Once you have collect enough data, you can calculate simple statistical key metrics that will allow you to analyze the data:
- Average sales broken down by item per unit of time, e.g. 1 unit sold on average every 10 days => 3 units sold per month on average;
- The difference in sales by SKU, for example if 1 unit is sold every 10 days, this means you have 9 days out of every 10 days where there are no sales.
Using this data and key figures, you can model your sales and profits using:
- Normal distribution (be careful, this may not be the optimal choice for pricing models as it can be negative);
- Gamma distribution (this method is often quite suitable for pricing models);
- Poisson distribution (the method is well suit for pricing models).
Read also our guide to data analysis – How to analyze data: a basic guide .
Why Using Averages Is Not the Best Way to Model Sales and Profits
The mean is a simple statistical figure taken from a list of numbers to represent them. It can be calculat in different ways depending on its use. The mean is primarily us to describe statistical populations that follow a normal distribution (a bell-shap curve), such as population growth.
The arithmetic mean (AM) is calculat as the sum of all the values divid by the number of values in any data set. There are also other types of means such as the geometric mean (GM) and the harmonic mean (HM) which have the mathematical properties of AM ≥ GM ≥ HM in any data set. From now on in this article, we will discuss the use of the arithmetic mean (AM) and simply refer to it as the mean. If a population data set follows a bell curve. The AM has the property of being equal to (the most common data. Point in the data set) and the mian (the 50th percentile in the data set).
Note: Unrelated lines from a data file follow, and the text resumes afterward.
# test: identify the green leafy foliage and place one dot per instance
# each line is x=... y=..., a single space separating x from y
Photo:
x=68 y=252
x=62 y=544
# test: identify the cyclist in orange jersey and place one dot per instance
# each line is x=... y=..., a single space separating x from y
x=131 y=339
CA should never be consider as the only statistical figure when making any decisions because of skewness. In a data set where the vast majority of values are small. Enough large numbers can skew the data set and shift the. Value to the right. If you assume at this point that you are dealing with an Unskew. Normal distribution, your decisions. Will be wrong. The same scenario is true. in the opposite situation, where most of the data points are large and a significant number of small numbers will skew the data to the left.
CA also has difficulty estimating sales where sales occur infrequently. Here are some scenarios that illustrate the problem of using CA in sales forecasting:
Scenario A) 1 sale occurring every 10 days means that there are 3 sales in 30 days (month), 30 sales in 300 days, so 27 days a month there are no sales. The average in this situation will be 1/10 sales per day.
Scenario B) 3 sales occurring on the same day in a 30 day period (one month) means that there will be 29 days in one month with no sales (30 sales in 300 days). The average is still 1/10 sales per day.
Scenario C) 30 sales occurring once in a 300-day period means that there are 299 days without sales during that period. The average is still 1/10 of the sales per day. In All Three Scenarios, the. Calculat Average Is. Far from .Reality, and If You. Were to. Use. This Method, It Would. Result in You. Either Not Having Inventory. When You Ne It, or Having. Too Much Inventory. Now That We’ve Look at the. Problems Associat with. Using an Average to Forecast. Sales and. Profits, It’s Time to Get More. Precise and See. What an. Optimal Allocation Model Would Look Like.